Tuesday, August 25, 2009

Time for interactive advertising to grow up

When we look back I believe that we will see 2009 as the year when the interactive grew up and stopped being the new kid of the advertising world.

- This year the Grand Prix at Cannes went to an online film not a TV ad - Tribal and Philips’ “Carousel” (1)

- A few years ago creative people in agencies only wanted to do TV. Nowadays online is sexy. There are now many examples of great online films and interactive advertising.

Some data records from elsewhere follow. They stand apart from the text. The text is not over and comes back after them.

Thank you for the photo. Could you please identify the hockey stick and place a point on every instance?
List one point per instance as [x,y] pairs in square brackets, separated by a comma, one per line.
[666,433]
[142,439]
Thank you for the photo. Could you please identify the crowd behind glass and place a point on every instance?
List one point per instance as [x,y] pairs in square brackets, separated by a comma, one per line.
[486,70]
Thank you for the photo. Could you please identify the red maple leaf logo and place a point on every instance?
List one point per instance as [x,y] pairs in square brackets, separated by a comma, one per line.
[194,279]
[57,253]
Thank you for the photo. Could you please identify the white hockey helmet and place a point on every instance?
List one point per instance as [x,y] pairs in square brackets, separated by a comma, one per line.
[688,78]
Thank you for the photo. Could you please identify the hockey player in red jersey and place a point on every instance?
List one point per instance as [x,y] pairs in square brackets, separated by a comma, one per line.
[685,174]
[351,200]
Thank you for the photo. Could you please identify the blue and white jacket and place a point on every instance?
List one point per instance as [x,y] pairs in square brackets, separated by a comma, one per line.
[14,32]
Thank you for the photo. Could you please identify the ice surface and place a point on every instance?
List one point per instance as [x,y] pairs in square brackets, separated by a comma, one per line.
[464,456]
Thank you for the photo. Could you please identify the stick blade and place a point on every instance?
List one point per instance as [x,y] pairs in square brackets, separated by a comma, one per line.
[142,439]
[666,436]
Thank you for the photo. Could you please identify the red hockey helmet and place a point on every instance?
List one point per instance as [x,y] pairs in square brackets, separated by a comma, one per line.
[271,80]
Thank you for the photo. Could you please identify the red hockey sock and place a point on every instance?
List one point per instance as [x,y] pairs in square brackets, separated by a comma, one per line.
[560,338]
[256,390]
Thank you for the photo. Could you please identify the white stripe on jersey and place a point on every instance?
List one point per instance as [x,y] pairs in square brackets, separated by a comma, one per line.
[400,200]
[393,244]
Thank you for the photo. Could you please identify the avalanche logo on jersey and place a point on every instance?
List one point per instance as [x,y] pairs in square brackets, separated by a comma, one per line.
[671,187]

- Online advertising nowadays takes a significant share of many clients’ budgets. Worldwide it is approaching 10% of total spends (2).

- There are several agencies including Razorfish and Sapient with approaching $200 million in revenue in the U.S. alone. (3) Crispen Porter has redefined what being an advertising agency means in the new world, and it often doesn’t include traditional media.

However with this new status needs to come a new maturity.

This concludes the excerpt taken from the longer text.